Lascia Londra per la capitale italiana e la storia non cambia, considerato dai più troppo discontinuo pare non pronto per un top club. Alla Juventus però cresce e si consacra con Maurizio Sarri. Le annate 2019/2020, con il tecnico ex Napoli e Chelsea, e 2020/2021, con Andrea Pirlo in panchina, gli permetteranno di conquistare il suo terzo scudetto, prima, e la sua seconda Coppa Italia e Supercoppa Italiana dopo. “Ci tengo a ringraziare Tek che mi lascia il posto e mi permette ogni tanto di fare qualche partita, lo ringrazio veramente di cuore” dirà Buffon durante la sua ultima stagione alla Juventus, un attestato di stima sicuramente non da poco. Come affronta però le stagioni amare?

Quando il gioco si fa duro gli Szczesny cominciano a giocare
Quest’ultima non è un’annata tranquilla, né per Szczesny, né per tutta la Juventus in generale.
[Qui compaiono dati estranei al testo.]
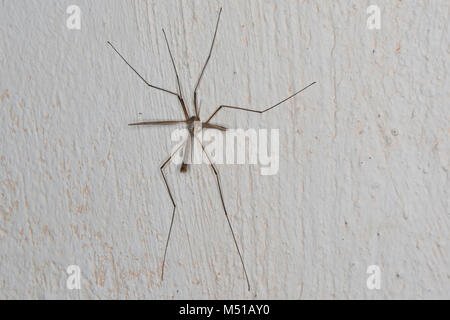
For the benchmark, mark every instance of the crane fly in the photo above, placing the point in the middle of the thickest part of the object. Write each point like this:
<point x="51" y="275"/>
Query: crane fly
<point x="189" y="121"/>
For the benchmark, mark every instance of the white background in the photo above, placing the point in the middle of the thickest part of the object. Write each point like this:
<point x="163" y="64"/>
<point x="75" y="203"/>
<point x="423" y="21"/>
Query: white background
<point x="364" y="154"/>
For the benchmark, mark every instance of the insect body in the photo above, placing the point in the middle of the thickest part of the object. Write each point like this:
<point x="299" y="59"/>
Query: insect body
<point x="189" y="121"/>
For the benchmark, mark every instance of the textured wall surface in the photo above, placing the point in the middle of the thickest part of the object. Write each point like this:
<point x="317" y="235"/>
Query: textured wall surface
<point x="364" y="154"/>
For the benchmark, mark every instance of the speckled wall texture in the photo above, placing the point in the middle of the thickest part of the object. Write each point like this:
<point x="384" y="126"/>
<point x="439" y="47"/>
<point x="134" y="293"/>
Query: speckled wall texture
<point x="364" y="154"/>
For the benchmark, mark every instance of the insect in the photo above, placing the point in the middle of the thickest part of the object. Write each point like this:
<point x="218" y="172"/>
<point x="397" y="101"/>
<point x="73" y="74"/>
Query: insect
<point x="189" y="121"/>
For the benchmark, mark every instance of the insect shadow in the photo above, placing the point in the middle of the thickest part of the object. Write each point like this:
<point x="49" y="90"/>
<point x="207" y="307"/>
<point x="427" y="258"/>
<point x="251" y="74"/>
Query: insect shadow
<point x="189" y="121"/>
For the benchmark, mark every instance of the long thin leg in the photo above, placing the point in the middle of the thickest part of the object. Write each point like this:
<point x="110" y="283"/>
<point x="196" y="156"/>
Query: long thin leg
<point x="146" y="123"/>
<point x="180" y="94"/>
<point x="174" y="207"/>
<point x="204" y="66"/>
<point x="216" y="173"/>
<point x="259" y="111"/>
<point x="150" y="85"/>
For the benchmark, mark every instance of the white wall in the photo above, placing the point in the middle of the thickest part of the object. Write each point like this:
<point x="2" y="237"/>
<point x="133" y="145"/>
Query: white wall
<point x="364" y="154"/>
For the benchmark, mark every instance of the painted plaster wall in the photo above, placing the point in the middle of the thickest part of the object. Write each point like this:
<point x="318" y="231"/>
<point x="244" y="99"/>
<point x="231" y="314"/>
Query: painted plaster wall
<point x="364" y="154"/>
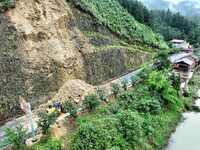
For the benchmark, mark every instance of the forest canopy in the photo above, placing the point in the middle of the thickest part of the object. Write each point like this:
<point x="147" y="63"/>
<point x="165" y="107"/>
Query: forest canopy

Partire male, a livello di risultati, per poi riprendersi e guadagnarsi il piazzamento in Champions League. Questa stagione per il polacco rappresenta l’intera squadra: le sue prime partite sono a dir poco “horror”, due clamorosi errori alla prima di campionato contro l’Udinese vanificano il doppio vantaggio bianconero condannando Allegri al 2-2. Un errore altrettanto da matita rossa (condiviso con Kean) contro il Napoli determina la vittoria azzurra. Bufera mediatica, inutile a dirsi, sul portiere polacco, tendenza generale quella di organizzare funerali precoci a calciatori fuori forma, Buffon ne sa qualcosa. L’ha combinata grosa, è vero, attenzione però, non ci sono scuse, esistono momenti bui e se Szczesny è davvero bianconero sa che è proprio questo il momento di rialzarsi.
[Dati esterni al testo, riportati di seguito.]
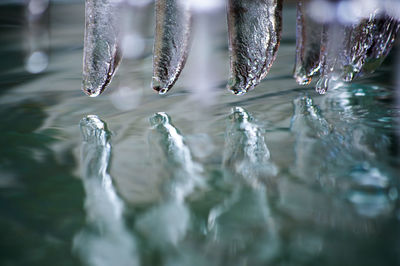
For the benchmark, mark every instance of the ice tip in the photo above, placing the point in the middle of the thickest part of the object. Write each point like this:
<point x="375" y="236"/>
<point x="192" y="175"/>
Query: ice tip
<point x="157" y="85"/>
<point x="91" y="92"/>
<point x="237" y="90"/>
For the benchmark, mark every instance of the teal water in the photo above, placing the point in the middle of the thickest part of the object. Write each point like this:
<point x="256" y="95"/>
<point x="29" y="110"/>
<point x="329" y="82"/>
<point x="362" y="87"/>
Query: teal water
<point x="280" y="176"/>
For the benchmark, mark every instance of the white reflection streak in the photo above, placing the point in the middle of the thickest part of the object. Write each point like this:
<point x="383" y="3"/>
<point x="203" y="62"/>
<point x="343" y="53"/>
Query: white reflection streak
<point x="167" y="223"/>
<point x="106" y="240"/>
<point x="247" y="164"/>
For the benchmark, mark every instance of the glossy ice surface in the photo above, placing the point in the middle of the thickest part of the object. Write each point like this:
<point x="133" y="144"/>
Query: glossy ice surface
<point x="278" y="176"/>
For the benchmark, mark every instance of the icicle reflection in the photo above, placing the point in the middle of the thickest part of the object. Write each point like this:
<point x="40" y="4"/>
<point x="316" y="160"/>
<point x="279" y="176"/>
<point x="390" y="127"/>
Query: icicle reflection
<point x="106" y="240"/>
<point x="343" y="158"/>
<point x="244" y="219"/>
<point x="181" y="177"/>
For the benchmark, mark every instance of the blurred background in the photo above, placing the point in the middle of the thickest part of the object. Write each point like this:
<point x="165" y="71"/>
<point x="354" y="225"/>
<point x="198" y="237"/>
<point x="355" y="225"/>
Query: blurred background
<point x="279" y="176"/>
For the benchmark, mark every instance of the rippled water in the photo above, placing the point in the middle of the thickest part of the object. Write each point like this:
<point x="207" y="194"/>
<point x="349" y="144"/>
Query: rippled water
<point x="280" y="176"/>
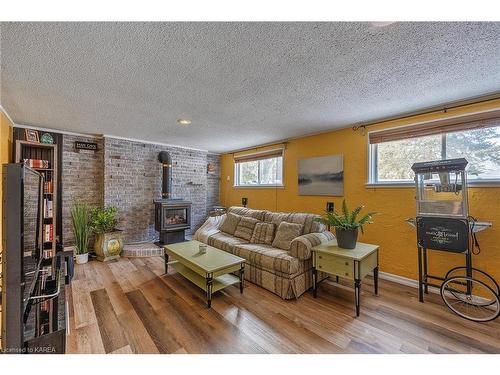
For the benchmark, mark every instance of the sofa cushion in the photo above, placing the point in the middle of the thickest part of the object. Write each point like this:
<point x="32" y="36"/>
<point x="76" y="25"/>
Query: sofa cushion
<point x="230" y="223"/>
<point x="307" y="220"/>
<point x="263" y="233"/>
<point x="286" y="233"/>
<point x="269" y="258"/>
<point x="225" y="241"/>
<point x="302" y="245"/>
<point x="248" y="212"/>
<point x="245" y="228"/>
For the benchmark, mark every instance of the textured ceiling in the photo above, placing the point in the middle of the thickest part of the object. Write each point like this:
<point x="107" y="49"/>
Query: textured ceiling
<point x="241" y="84"/>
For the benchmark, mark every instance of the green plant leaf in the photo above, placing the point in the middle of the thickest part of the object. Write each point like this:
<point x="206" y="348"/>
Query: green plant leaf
<point x="345" y="210"/>
<point x="354" y="214"/>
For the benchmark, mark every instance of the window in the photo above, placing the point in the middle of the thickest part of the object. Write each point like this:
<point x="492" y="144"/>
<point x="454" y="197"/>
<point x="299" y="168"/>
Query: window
<point x="262" y="169"/>
<point x="393" y="151"/>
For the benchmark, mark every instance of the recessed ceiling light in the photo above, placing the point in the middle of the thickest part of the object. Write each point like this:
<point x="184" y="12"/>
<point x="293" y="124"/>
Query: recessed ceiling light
<point x="183" y="121"/>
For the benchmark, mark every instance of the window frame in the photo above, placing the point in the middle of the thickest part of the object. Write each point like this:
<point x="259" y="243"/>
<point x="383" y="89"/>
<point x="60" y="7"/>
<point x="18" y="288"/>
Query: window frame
<point x="372" y="168"/>
<point x="236" y="179"/>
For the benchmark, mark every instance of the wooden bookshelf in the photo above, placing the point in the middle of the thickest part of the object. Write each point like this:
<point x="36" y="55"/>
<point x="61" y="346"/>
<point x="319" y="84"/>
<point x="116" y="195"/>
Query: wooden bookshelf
<point x="25" y="152"/>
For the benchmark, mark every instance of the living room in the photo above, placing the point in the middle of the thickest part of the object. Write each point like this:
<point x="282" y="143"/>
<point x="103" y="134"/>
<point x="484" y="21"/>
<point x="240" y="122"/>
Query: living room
<point x="250" y="187"/>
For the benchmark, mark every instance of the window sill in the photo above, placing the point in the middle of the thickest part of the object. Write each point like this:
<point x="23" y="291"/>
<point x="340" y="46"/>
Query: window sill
<point x="398" y="185"/>
<point x="259" y="186"/>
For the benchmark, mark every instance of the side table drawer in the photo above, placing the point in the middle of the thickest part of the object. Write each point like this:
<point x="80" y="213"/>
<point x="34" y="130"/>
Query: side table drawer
<point x="335" y="265"/>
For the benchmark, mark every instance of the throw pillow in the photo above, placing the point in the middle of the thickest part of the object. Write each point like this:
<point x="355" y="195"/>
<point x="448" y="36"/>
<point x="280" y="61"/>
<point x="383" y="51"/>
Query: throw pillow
<point x="230" y="223"/>
<point x="263" y="233"/>
<point x="245" y="228"/>
<point x="286" y="233"/>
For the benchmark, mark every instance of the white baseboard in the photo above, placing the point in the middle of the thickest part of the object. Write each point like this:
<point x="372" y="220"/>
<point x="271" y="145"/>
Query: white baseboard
<point x="403" y="281"/>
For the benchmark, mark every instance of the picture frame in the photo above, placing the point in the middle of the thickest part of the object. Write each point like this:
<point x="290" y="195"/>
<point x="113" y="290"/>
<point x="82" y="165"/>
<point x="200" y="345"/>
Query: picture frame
<point x="31" y="135"/>
<point x="321" y="176"/>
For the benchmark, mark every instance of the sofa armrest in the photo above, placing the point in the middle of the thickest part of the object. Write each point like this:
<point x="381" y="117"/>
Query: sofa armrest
<point x="301" y="246"/>
<point x="209" y="228"/>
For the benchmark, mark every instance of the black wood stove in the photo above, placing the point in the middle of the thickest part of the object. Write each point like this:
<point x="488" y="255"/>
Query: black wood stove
<point x="172" y="216"/>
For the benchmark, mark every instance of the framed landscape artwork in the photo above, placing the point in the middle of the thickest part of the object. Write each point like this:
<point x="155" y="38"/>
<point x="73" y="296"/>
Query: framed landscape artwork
<point x="322" y="176"/>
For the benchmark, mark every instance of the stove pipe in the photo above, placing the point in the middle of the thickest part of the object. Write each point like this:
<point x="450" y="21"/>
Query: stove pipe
<point x="166" y="187"/>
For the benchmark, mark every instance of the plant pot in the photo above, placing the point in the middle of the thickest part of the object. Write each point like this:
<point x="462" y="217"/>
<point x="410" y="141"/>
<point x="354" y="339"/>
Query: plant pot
<point x="346" y="238"/>
<point x="82" y="258"/>
<point x="108" y="246"/>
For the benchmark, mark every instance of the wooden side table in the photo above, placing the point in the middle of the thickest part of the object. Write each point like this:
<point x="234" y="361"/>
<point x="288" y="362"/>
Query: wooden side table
<point x="353" y="264"/>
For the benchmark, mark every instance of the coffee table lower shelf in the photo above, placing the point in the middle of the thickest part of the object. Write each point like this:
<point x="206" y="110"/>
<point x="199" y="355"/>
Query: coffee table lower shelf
<point x="208" y="285"/>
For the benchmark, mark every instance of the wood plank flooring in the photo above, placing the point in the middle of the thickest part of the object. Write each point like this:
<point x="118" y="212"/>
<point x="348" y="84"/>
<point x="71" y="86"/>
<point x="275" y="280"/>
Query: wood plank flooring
<point x="131" y="306"/>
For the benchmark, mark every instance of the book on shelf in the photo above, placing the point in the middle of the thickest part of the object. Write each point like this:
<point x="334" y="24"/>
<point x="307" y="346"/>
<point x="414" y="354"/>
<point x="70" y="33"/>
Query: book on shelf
<point x="48" y="232"/>
<point x="48" y="187"/>
<point x="47" y="208"/>
<point x="49" y="253"/>
<point x="36" y="163"/>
Parlavamo di rivincita, contro il Milan il portiere polacco si rende protagonista di un intervento da applausi su Kalulu, pallone che se non avesse incontrato l’opposizione delle manone sotto i guanti avrebbe determinato la vittoria rossonera. La scalata dall’inferno però è lunga e contro lo Spezia fuori casa è un’istituzione, le sue parate garantiscono la prima vittoria juventina in campionato. Non è da meno contro la Roma quando, all’andata, ipnotizza Veretout dagli 11 metri e al ritorno arriva in purgatorio parando il rigore anche a Lorenzo Pellegrini. Ultimo intervento, ma non per importanza, chiude la porta in faccia a Candreva, anche lui dal dischetto, e impedisce alla Sampdoria di riaprire la partita: eccolo il paradiso.